Banks such as Equity Group are uniquely positioned to transform the agricultural industry of the DRC through strategic investments and financial products tailored to the needs of the country’s agricultural sector.

This is because one of the primary challenges facing Congolese farmers is the lack of access to capital for purchasing essential farm inputs like high-quality seeds, fertilizers, and pesticides. Banks can offer specialized loan products with favourable terms to enable farmers to invest in these inputs, which are critical for improving yields and overall productivity.

For instance, the Equity BCDC AGROCOM loan allows investors in the agricultural value chain to finance the sale, processing, storage, import, and export of agricultural products and related materials.
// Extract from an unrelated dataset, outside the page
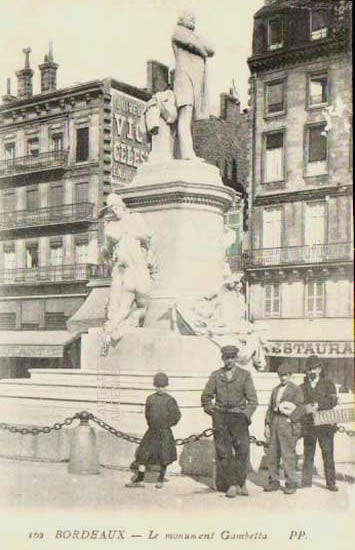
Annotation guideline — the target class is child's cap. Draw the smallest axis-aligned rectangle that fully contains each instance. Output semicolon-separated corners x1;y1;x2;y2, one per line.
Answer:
153;372;169;388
Other credit services targeting investors in the DRC’s agriculture value chain are: AGRODISPO, a loan that allows you to better manage your cash flow needs and AGROMAT which seeks to help farmers purchase equipment or the construction of buildings dedicated to agricultural enterprises.

Smallholder farmers, who make up the majority of the agricultural workforce in the DRC, often find it difficult to secure loans from traditional banks due to the perceived high risk and their lack of collateral. Microfinance institutions and agricultural co-operatives, supported by larger banks, can extend micro-loans to these farmers, using innovative lending models such as group lending or loans backed by future harvests.

Technological advancements in agriculture offer huge opportunities for increasing productivity and managing risks. Financial institutions can invest in agri-tech startups that provide solutions such as precision farming, mobile technology for market access, and blockchain for traceability but also attract younger generations to agriculture.

Currently, agricultural operations in the DRC are susceptible to various risks, including weather-related events, pests, and diseases. Banks and insurance companies can develop insurance products that protect farmers against these risks, thereby securing farmers’ income and encouraging them to invest more in their crops.

Read also: Mineral-rich DRC enters EAC bloc

Formal banking services

What’s more, by rolling out a warehouse receipt system, financial institutions can offer farmers better storage facilities and help reduce post-harvest losses. Banks can play a crucial role by providing loans against warehouse receipts, thus giving farmers immediate access to cash without selling their produce immediately at often low post-harvest prices.

Expanding access to financial services in rural areas is crucial with the World Bank noting that only about 4 percent of the population in DRC have access to formal banking services.

“Both Kenya and the DRC exhibit vibrant economies and diverse sectors, offering compelling investment prospects in the East and Central Africa region… With Equity Group’s extensive network and deep understanding of the local business landscape, we are fully committed to providing you with valuable insights and guidance throughout this journey,” Equity Group Managing Director and CEO Dr James Mwangi explained during the lender’s roadshow in the DRC in March. 

Additionally, by extending banking infrastructure and services into rural areas will empower farmers and rural communities, facilitating savings, secure transactions, and financial growth.

Beyond providing financial products, banks should also engage in capacity-building initiatives. Training programs in financial literacy, farm management, and best agricultural practices can help farmers optimize their resources and investments.

Finally, to unlock the full potential of DRC’s agricultural sector, collaboration between the government, private sector, and financial institutions is essential. Public-private partnerships can lead to improvements in agricultural policies, regulatory frameworks, and infrastructure development, all of which are necessary for a thriving agricultural sector in the DRC.